Eonni, maaf.” Ucap Jin Yeon tiba-tiba, ponselnya itu sekarang tengah berdering dan tentu saja itu panggilan telepon dari Kyu Hyun, ia seakan meminta izin untuk mengangkat panggilan itu dan Hyo Yeon menganggukkan kepalanya, ia pun keluar dari kamar kakaknya.

“Aku harus menyiapkan bajuku dan juga barang-barang yang harus aku bawa untuk besok.” Jelas Hyo Yeon. Ia kembali bangkit dari duduknya setelah tadi ia didudukkan paksa oleh Ah Ra, Chang Hyun yang mendengarnya hanya mendengus. Ia kesal gadis itu bersikap seakan dirinya baik-baik saja, ia benar-benar kesal, Hyo Yeon seolah bertindak kalau ia kuat padahal ia sudah jelas terlihat sangat lemah.
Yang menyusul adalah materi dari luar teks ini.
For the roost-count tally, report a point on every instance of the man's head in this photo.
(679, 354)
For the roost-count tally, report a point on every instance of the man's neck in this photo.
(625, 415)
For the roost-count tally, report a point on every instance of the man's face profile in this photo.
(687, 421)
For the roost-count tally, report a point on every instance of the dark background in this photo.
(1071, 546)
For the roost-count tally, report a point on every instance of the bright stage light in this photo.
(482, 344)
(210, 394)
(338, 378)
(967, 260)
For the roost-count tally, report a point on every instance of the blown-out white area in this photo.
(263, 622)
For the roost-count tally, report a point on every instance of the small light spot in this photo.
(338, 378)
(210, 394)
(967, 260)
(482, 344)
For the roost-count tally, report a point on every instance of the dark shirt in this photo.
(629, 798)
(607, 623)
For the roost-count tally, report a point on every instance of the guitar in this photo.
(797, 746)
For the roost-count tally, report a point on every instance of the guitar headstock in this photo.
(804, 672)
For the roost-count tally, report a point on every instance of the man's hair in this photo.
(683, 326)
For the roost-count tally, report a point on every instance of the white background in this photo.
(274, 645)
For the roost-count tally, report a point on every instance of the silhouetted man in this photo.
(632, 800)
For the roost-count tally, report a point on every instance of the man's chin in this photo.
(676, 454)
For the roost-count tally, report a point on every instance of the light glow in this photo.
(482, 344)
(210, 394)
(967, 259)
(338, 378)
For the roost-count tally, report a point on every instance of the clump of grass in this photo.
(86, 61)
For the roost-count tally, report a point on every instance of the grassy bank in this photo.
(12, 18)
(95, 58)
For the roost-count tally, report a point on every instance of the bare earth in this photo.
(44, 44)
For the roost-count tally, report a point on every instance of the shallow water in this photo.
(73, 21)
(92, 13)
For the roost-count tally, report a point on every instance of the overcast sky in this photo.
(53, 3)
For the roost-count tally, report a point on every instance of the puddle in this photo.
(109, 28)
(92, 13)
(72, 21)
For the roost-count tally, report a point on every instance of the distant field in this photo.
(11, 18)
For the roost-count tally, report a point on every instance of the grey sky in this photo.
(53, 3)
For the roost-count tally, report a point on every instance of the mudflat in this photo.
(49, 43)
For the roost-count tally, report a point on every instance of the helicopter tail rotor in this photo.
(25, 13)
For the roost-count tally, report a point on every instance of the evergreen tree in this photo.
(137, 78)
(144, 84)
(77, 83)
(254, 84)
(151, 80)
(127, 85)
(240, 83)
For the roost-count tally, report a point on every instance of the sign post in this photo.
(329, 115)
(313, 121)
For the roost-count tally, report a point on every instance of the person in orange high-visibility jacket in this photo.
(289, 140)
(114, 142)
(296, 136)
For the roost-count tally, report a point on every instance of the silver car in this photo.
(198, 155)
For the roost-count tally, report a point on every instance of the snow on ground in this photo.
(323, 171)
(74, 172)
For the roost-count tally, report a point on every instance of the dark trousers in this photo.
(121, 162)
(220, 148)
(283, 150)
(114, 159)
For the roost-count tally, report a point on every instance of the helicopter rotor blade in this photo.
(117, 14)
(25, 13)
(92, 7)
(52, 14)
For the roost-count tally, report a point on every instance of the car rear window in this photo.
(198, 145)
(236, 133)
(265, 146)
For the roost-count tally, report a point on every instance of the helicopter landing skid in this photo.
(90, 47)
“Tidak, setelah kau minum obat, kau baru boleh menyiapkan semuanya.” Tolaknya dengan nada memerintah, Hyo Yeon menghela napasnya dan mengabaikan ucapan dari manajernya. Ia melangkahkan kakinya ke ruang pakaiannya, Chang Hyun yang melihatnya itu pun menyeret tangannya dan mendudukkannya kembali di atas kasur. Ah Ra sedang mengambil minum untuknya.

“Tidak ada penolakan ataupun protes, Lee Hyo Yeon. Jika kau tidak menuruti perintah dariku, aku bisa pastikan Ye Sung-ssi langsung datang kesini detik ini juga.” Ancamnya membuat Hyo Yeon hanya bisa menganggukkan kepalanya dengan pelan dan menundukkan kepalanya.

“Bagus.” Chang Hyun menyeret sebuah kursi di dekat meja belajar gadis itu ke arah Hyo Yeon dan mendudukinya. Laki-laki itu pun memperhatikan Hyo Yeon, lalu ia menghembuskan napasnya.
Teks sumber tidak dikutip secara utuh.